Horseshoe Plaque Trivets

"The majority of horseshoe plaque trivets date from the late 1800s through the early 1900s, paralleling a period when fraternal orders were at their peak of popularity." The Expanded A-Z Guide To Collecting Trivets, page 54.

(Above) The Eagle Horseshoe photographed here has never appeared in any of the reference books. While bidding for it, neither the owner nor we had the foggiest idea of what organization this plaque represented. On the E/H is the outline of a shoe last, cobblers hammer and an odd form of pliers.

After spending nearly a day searching information on the internet, we finally hit the nail on the head.  The L.P.U. on the plaque represents the "Lasters' Protective Union".  A Labor Union organized in Auburn, Massachusetts on December 27, 1879.  Lasters were the tradesmen that hand produced shoe lasts - the wooden forms upon which shoes were made.  Auburn, Massachusetts had been one of the nation's largest center of shoe manufacture and was wracked by strikes, violence and labor disputes all stemming from laborers attempting to improve their wages, hours, and working conditions. 

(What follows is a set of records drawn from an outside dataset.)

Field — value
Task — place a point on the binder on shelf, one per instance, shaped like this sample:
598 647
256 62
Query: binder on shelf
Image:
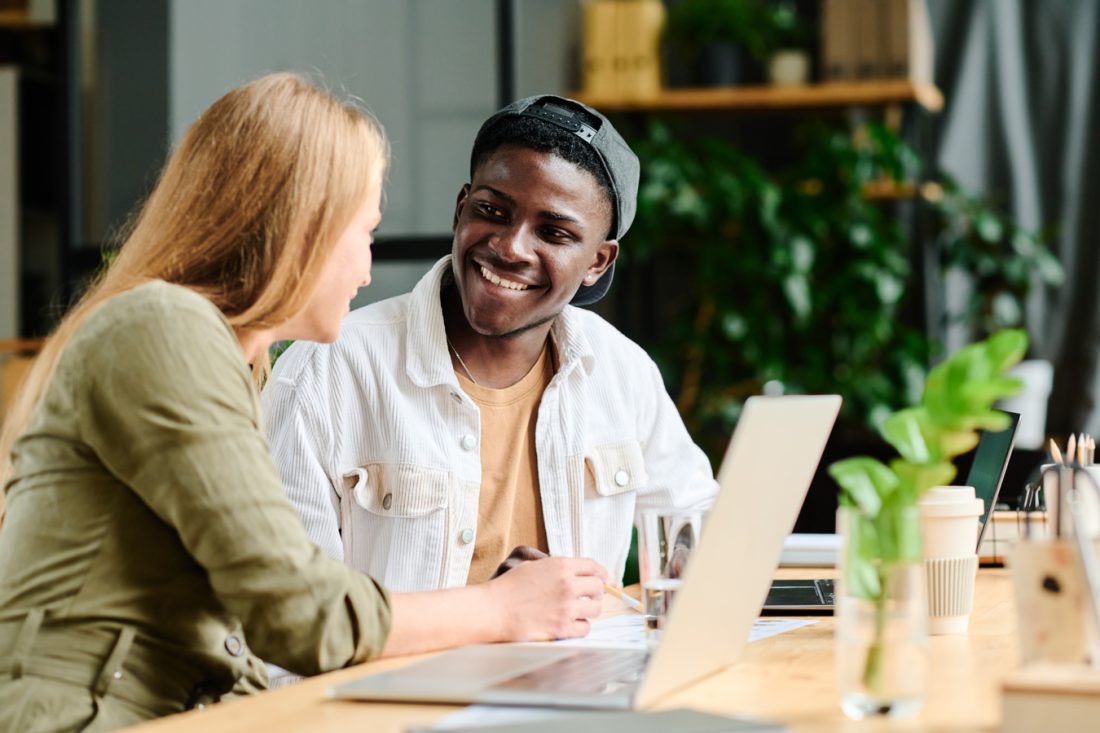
876 40
909 40
838 53
870 45
622 48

(Below) And a second unusual horseshoe from the Kotrba collection ... Through internet research the only hit that came up for IKR that made sense is the Illinois Knight Riders - a splinter group of the KKK. The plaque appears at one time to have been highlighted in a reddish/orange paint and much of the original glitter is still present.

Bill & Sandy Kotrba

Little information is available on the manufacturing history of firms that produced these plaques. Collectors estimate 150 to 200 different Eagle Horseshoe variations were manufactured between the years 1880 and 1920. 

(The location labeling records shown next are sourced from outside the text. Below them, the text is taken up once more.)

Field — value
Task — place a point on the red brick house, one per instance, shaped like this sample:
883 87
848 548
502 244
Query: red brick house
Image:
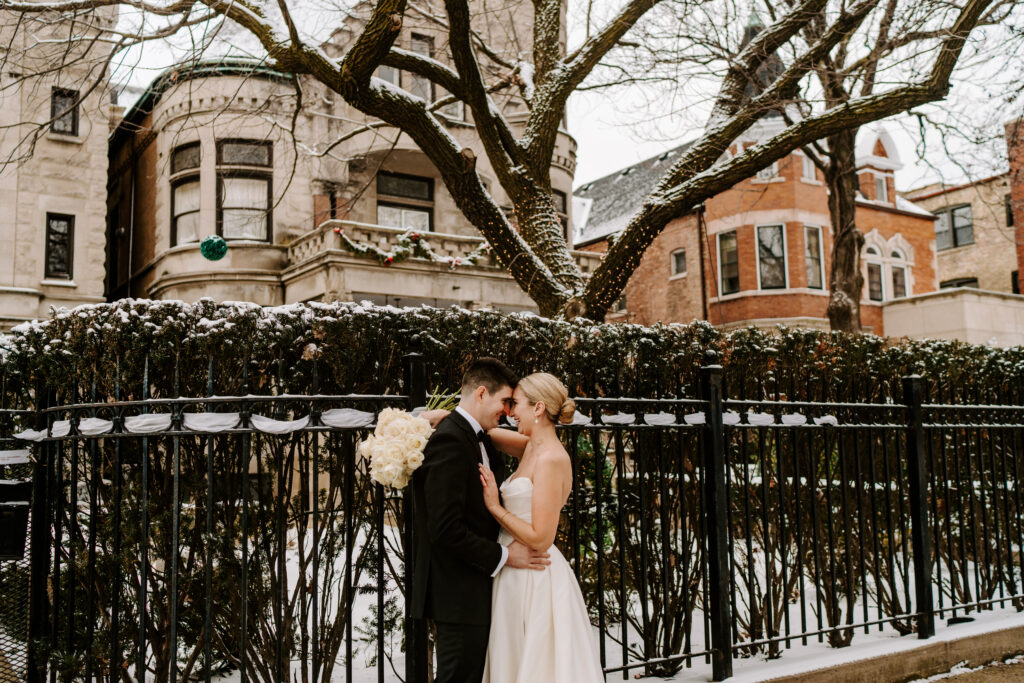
759 253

Horseshoe Plaque Trivets share similar attributes. They were:

  • manufactured from the late 1800’s through the early 1900’s.
  • cast in a basic horseshoe shape, without feet.
  • topped with a spread eagle.
  • most commonly made of cast iron; less commonly of  brass or bronze.
  • created during a period when fraternal crders were most popular.
  • sometimes given as carnival prizes, lodge favors, commemoratives or gifts.